И Федюк подозрительно глянул. Чего это купцу звать Софрона-пьяницу, да полтину платить! Пошли своего батрака. Даром сделает.
– Стало, так нужно… У него ельнику в саду нету. Лесов своих нету. Есть, да за двадцать верст отсюдова. Кланяться опять нашим мужикам не хочет. Он с ними ныне из-за потравы летошней на ножах, судиться хочет. Вот он меня и сговорил.
– Батрака бы послал. Даром бы…
– Батрака? Ох ты!
И Софрон думает про себя, как же купцу с своего двора слать человека – и пакостить. Из-за плевого дела. Ведь в лесу-то и накрыть могут. Как на грех, встренутся с села свои мужики.
– Тут, дядя Софрон, дело, стало быть, негоже. Эдак-то и я с тобой попадусь, – догадался мальчуган.
– Хошь три пятака?! – заорал Софрон отчаянно.
Задумался Федюк. Три пятака… И ведь не обманет. Пьяница и на руку нечист Софрон, а не обманет. Этого за ним не слыхать.
– Да ты один бы… – выговорил Федюк, подумав.
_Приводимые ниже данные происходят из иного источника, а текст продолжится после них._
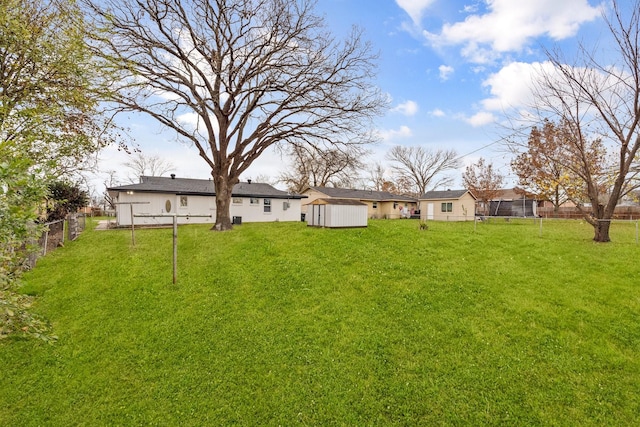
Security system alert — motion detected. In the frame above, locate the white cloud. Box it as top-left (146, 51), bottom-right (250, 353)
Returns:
top-left (378, 126), bottom-right (413, 142)
top-left (438, 65), bottom-right (455, 81)
top-left (481, 61), bottom-right (554, 111)
top-left (423, 0), bottom-right (601, 63)
top-left (396, 0), bottom-right (435, 26)
top-left (391, 101), bottom-right (418, 116)
top-left (465, 111), bottom-right (496, 127)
– Не могу я один. Ты лошадку запряги и топор припаси. У меня ничего нет. Один Бог на тесемочке.
– А ты у самого Агапа Силантьича попроси коня да топор. У него коней много…
Злится Софрон и сопит даже со зла.
«Ох, глуп мальчуган, – думает он. – Станет купец на воровское дело, хоть и малое, давать лошадь да свой топор. Накроют мужики да учинят мировой спрос: „Чей конь? Чей топор? Купца, мол, Брюхова…“ Ах, глуп мальчуган».
– Ты, паря, глуп. Этих делов не понимаешь. Я вот тебе, думаючи, умный ты парень, три пятака нажить даю, а ты артачишься да ломаешься. Будь матка твоя дома, сейчас бы к ней…
И стал дядя Софрон пояснять мальчугану, как они дело справят.
Как ночь придет, проедет Федюк все село, а он его у кабака ждать будет. Доедут в лес, живо елочку срубят – на дровни, и рогожами прикроют, и до усадьбы. Тут он на себе ее дотащит во двор, а Федюк домой поедет. А после сам купец будет хвастать, что елка у него была из мирского леса. А кто рубил? Батраки, а то и сам рубил – не накрыли. Прозевали. И дело с концом.
– А коли нас накроют?
– Ты скажешь – себе рубил. Матка послала. За дровами. А я тебе в помочь был. Вам не запрет рубить, да еще махонькое деревцо. Ему цена – грош.